Are we a tough crowd in Atlanta?
Consider the case of 5 Napkin Burger, which has done well enough in its original location in Manhattan’s Hell’s Kitchen that it took the show on the road — first to other New York locations then to Boston, Miami and the former Nickiemoto’s on the corner of 10th and Piedmont in our fair burger haven.
But the one here is, to say the least, a perplexing restaurant. After having a meal that left me gasping at the bill and scratching my head, I poked around online and found that my impressions were pretty well in keeping with those of Cliff Bostock at Creative Loafing and many commenters on Yelp.
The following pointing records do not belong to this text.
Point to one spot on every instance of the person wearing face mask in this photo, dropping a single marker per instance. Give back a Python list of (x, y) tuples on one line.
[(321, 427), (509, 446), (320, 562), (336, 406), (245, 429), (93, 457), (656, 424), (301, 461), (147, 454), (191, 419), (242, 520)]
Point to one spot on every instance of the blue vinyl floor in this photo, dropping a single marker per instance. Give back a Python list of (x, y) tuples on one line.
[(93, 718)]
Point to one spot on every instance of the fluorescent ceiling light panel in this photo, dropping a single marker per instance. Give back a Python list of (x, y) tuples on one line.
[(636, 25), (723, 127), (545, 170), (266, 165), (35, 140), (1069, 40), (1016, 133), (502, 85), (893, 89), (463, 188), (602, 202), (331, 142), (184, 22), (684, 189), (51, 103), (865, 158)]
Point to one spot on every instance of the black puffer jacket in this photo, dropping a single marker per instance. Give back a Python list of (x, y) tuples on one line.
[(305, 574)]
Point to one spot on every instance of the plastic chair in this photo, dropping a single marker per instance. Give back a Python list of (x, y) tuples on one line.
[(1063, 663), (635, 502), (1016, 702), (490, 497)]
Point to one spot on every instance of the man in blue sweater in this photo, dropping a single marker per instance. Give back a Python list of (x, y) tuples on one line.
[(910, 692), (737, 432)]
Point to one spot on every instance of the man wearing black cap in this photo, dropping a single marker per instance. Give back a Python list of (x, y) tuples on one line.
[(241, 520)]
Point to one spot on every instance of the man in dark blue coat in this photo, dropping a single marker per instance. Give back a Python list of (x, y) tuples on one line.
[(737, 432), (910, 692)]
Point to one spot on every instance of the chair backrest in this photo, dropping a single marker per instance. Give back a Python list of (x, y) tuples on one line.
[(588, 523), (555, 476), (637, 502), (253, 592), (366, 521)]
It’s certainly a nice-looking place. Checkered black-and-white floor and deep booths reference a 1950’s soda shop. But the furnishings have a much higher level of finish, and the full bar in the back of the room puts things a little more in neighborhood bistro mode. A fine selection of bottled beers seem to be the highlight here.
The menu keeps its burgers (purportedly so big and juicy you need five napkins to keep from having the meat-soaked face of a hyena after a kill) front and center. Yet it makes room for steaks, seafood, full-meal salads and sushi rolls.
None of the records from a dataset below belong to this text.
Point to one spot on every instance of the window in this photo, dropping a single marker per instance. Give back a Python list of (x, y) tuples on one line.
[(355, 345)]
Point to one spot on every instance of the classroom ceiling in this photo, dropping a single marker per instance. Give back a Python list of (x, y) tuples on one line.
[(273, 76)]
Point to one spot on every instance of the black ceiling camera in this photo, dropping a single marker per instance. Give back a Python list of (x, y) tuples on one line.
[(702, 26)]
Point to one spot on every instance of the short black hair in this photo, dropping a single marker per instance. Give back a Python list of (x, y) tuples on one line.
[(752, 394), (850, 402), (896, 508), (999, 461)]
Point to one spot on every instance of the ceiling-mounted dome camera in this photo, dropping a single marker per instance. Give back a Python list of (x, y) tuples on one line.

Our meals starts off inauspiciously with these lobster roll sliders ($19.50, above) — three to the order and sided by a good 100 bread-and-butter pickle slices. The lobster had the stringy texture and papery flavor of shellfish that had been cooked, frozen and thawed. The wash of drippy mayo didn’t help.
Deep-fried pickles and pastrami ($7.50) brings soft, battered bundles nestled on sauerkraut. If you appreciate the wit of a deli sandwich reimagined as a foofy appetizer, you’ll appreciate this dish.
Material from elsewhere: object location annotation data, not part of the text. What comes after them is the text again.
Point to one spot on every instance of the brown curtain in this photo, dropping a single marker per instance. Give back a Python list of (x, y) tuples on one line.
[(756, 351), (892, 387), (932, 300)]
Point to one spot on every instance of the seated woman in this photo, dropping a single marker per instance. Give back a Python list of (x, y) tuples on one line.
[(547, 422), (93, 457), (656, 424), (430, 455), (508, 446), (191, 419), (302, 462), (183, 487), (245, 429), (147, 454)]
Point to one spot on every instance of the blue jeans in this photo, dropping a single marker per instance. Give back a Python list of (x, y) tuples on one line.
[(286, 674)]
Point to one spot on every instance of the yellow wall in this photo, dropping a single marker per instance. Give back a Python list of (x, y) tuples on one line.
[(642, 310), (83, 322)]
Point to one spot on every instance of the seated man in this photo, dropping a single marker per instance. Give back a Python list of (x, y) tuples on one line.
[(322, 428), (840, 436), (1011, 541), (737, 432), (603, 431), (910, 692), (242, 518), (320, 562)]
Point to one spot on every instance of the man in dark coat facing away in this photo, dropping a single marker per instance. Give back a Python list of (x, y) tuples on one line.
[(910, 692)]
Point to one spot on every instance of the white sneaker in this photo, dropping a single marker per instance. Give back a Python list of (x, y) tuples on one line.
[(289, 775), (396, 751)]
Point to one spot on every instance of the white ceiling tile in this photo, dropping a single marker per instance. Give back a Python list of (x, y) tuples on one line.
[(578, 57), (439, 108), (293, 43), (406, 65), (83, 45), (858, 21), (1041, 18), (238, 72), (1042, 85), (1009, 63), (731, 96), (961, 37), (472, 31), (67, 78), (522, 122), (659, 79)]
I can also see why some people might dig the signature original five napkin burger ($14.95), a 10-ounce behemoth lavished with the soft-on-soft richness of gruyère cheese, rosemary aïoli and caramelized onions. I can also see how some might hate its damp, soaked bun and perpetual plop-plop-plopping of condiment goo.
I don’t see how anyone could consider the inside out burger ($14.95) served between lettuce leaves with hard tomato slices and an enormous puddle of Russian dressing 5N sauce an actual burger. I was 10 napkins in before I give up. I don’t even want to extract the meat from its pink bath of sauce.
A 12-ounce strip steak ($21.50), flat and wan with no char and no redness to its color, makes us only crave good steak.
We did love our salted caramel milkshake ($5.50), which fed three for dessert amply. We didn’t love our fries, which were salted to a fare-thee-well.
I’d love to hear from anyone who really likes this restaurant to explain why. Seriously, anyone: Fans, publicists posing as fans, corporate investors, folks who get 5 bucks a pop to review restaurants they’ve never visited on social media sites, automated bots in Indonesia trying to sell Toshiba laptops, it doesn’t matter.
Are we just a tough crowd? People elsewhere really like this place.